I was born with Ichthyosis, a rare genetic skin disorder. It is where you make your skin every other day instead of every 8 days (approx.) like a normal person. This means my body is constantly producing new layers at an abnormal rate. For instance, if I get a cut, it might be almost healed in a couple days where most people it would appear a lot longer. Also, hair is considered a "bamboo type." It grows in shoots like bamboo which cause it to break off more easily. I was born with only a 10% chance of surviving, and it took years to even diagnosis the disease correctly. Ichthyosis is not something you would know could appear in your child. Both of my parents have a recessive gene for the disease, meaning they had no idea and were rather confused when I came out. I was kept in a hospital immediately after birth for months and wasn't allowed to come home permanently almost a year later. My mom spent the majority of her life in the hospital trying to figure out what was wrong. They later found out it would be a 1 in 4 chance of their child getting it. I got it, while my younger brother, born on my fourth birthday did not. A lot of treatment is trial and error, and I believe my condition was worse when I was younger because I had no input in what was being done to me, and doctors were so unfamiliar with me. My entire childhood I went to hundreds of doctors, missed school in hopes it could lead to beneficial research to them. I later realized they couldn't help me. I would go into an appointment optimistic hoping a doctor would have a better lotion for me, and the entire time he would just ask questions to gain knowledge for himself. I hated it. I didn't understand why I knew more information than they did. After years of that, I gave up. I haven't been to a dermatologist in years, while most others go every month. I don't see the point anymore, and doctors just frustrate me and make me lose hope.

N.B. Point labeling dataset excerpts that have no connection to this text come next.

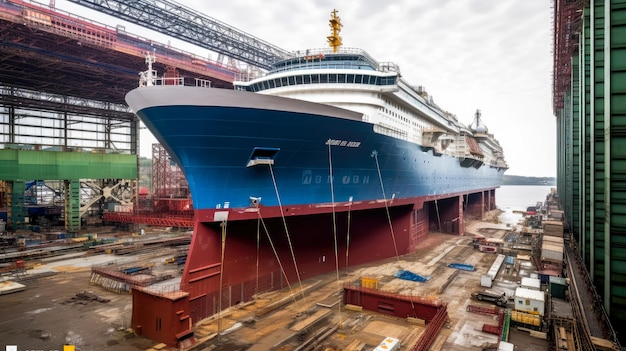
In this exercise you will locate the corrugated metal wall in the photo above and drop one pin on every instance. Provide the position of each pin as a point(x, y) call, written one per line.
point(592, 151)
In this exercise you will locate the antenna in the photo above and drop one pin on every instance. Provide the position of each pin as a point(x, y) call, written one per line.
point(334, 40)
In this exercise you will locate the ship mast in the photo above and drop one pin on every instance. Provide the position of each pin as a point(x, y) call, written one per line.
point(334, 40)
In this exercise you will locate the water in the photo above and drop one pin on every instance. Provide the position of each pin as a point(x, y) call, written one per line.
point(514, 199)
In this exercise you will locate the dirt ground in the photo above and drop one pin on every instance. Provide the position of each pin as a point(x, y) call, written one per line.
point(44, 317)
point(48, 313)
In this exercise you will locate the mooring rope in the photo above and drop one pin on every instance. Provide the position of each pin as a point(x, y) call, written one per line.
point(382, 186)
point(280, 264)
point(332, 197)
point(282, 215)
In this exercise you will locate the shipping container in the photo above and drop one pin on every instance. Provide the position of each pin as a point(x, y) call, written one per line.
point(389, 344)
point(531, 283)
point(531, 301)
point(558, 287)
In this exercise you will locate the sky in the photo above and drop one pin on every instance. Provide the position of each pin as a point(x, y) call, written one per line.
point(495, 56)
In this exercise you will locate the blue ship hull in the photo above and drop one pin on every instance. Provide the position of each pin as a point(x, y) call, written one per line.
point(214, 144)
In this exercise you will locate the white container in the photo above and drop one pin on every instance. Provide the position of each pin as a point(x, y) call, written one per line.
point(389, 344)
point(530, 301)
point(531, 283)
point(506, 346)
point(486, 281)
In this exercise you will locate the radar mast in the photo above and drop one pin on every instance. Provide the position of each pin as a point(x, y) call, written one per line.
point(334, 40)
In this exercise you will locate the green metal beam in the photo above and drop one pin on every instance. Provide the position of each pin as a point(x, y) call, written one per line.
point(54, 165)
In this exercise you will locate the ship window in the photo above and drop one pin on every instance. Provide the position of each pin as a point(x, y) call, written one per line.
point(262, 156)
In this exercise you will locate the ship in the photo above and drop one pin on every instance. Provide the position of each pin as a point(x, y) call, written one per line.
point(329, 159)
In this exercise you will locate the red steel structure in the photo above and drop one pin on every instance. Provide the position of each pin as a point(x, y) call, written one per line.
point(567, 21)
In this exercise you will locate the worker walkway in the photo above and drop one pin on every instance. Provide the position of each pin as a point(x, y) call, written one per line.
point(596, 322)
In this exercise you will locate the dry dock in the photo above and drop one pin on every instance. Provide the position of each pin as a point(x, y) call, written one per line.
point(54, 310)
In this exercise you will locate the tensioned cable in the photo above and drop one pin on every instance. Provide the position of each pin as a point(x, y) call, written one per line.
point(332, 199)
point(282, 215)
point(219, 308)
point(258, 241)
point(348, 233)
point(382, 186)
point(282, 269)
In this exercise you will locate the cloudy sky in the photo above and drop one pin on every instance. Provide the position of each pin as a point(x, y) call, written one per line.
point(495, 56)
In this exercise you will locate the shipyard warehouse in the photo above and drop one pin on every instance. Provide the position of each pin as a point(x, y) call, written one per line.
point(272, 215)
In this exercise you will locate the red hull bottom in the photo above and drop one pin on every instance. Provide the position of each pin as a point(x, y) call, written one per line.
point(256, 250)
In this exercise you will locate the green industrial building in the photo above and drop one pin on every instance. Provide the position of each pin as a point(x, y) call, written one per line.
point(590, 107)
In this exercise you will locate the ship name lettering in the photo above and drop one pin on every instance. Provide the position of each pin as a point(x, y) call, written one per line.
point(343, 143)
point(347, 179)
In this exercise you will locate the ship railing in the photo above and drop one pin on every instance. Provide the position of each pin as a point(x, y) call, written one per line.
point(314, 59)
point(198, 82)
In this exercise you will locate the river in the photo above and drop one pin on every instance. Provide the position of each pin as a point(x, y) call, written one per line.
point(513, 199)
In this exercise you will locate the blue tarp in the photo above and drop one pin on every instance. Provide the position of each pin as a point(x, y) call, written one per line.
point(463, 266)
point(406, 275)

It only affects less than 200,000 people in the United States. I know, that number might seem high, but to compare, cancer affects 1.5 million people EACH year and equal to 1,500 deaths per year. Let's just say what I have is something you probably won't ever come across again. Because of this, there is little research. I have always relied on my parents for information up until recently I got annoyed that they knew close to nothing, and have been spending hours on the Internet trying to find some kind of modern information. I found nothing. Literally, nothing. Google's pretty sad, honestly. The problem is people are so unaware of disorders not constantly discussed about. People donate to organizations all over the media such as cancer. You can just walk into a store and find loads of "pink" products to buy in which will support cancer research. It makes sense though. Cancer impacts more people, it is more lethal, it is more in your face. If I had a lot of money, I'd probably donate to them too. Why donate to organizations so far behind and extremely rare? I don't have a good answer except that you have to start somewhere. My parents made me think negatively from the start on this one. They told me it is so in need of funding that barely any research is even being done anymore because doctors are so focused in finding cures to more commonalities. Doctors get discouraged with the lack of support. Think about it, when you ask an aspiring doctor what they want to do, what do most say? "I want to find the cure to cancer!" But like I said, it makes sense. And I don't blame them at all. It's hard to think about the fact that if our organization could even have 3% of what other organizations make, maybe there could have been a cure by now. At the same time, it's frustrating to not have anywhere to turn, and nobody to ask aside from yourself. I think for that reason it has made me purely rely on myself for any medical problem. I never go to the doctor for anything, unless I really think I'm dying.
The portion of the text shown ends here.